Je vous invite donc à réfléchir à notre proposition. Comprenons-le bien, les tensions sont importantes : nous traversons une véritable crise démocratique. J'y insiste, car nul d'entre nous ne peut demeurer insensible au fait que, lors des derniers scrutins, régionaux et municipaux, les deux tiers de nos concitoyens ne sont pas venus voter – les deux tiers ! En république, le souverain, c'est le peuple. Lorsqu'il ne se présente pas aux urnes, nous ne pouvons pas nous contenter de dire que c'est sa faute, et en rester là. Nos institutions exacerbent la distance entre les représentants et les représentés ; il faut accorder à ces derniers des droits nouveaux.

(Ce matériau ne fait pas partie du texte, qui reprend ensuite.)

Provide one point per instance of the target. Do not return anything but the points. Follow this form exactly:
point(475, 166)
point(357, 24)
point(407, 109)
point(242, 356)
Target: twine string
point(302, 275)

Parmi les différentes mobilisations sociales qui sont intervenues au cours du quinquennat, celle des gilets jaunes a d'abord été suscitée par une colère fiscale, puis elle a exprimé des exigences sociales, mais aussi démocratiques ; je pense notamment à l'instauration du référendum d'initiative citoyenne. La recherche d'une démocratie plus active, offrant des droits nouveaux aux citoyens, me semble être au cœur des préoccupations de la majorité de nos concitoyens. Du reste, nous avons réalisé une étude d'opinion à l'occasion de cette niche parlementaire : la proposition de créer un droit de révocation recueille l'adhésion de 75 % des personnes interrogées ! L'idée circule, donc ; il s'agit de l'organiser de manière sérieuse. En république, nous devons être attachés à l'idée fondamentale que le souverain, c'est le peuple : c'est lui qui décide et, à ce titre, il doit pouvoir retirer le mandat qu'il a accordé.

Enfin, la révocation est possible dans le mouvement associatif, le mouvement sportif et même dans le monde de l'entreprise, auquel vous êtes, pour certains d'entre vous, particulièrement attachés. Il est en effet possible à celles et ceux qui ont confié des responsabilités à une personne de lui retirer son mandat à l'occasion d'un conseil d'administration ou de l'assemblée générale des membres de l'association. Pourquoi cela ne serait-il pas possible dans notre vie démocratique ?

Pour conclure, le droit de révoquer les élus nous semble renouer avec la promesse républicaine : le souverain doit pouvoir conserver ses droits à tout moment. Il faut l'entendre et lui donner la possibilité de rappeler ceux qu'il a désignés pour nommer d'autres représentants.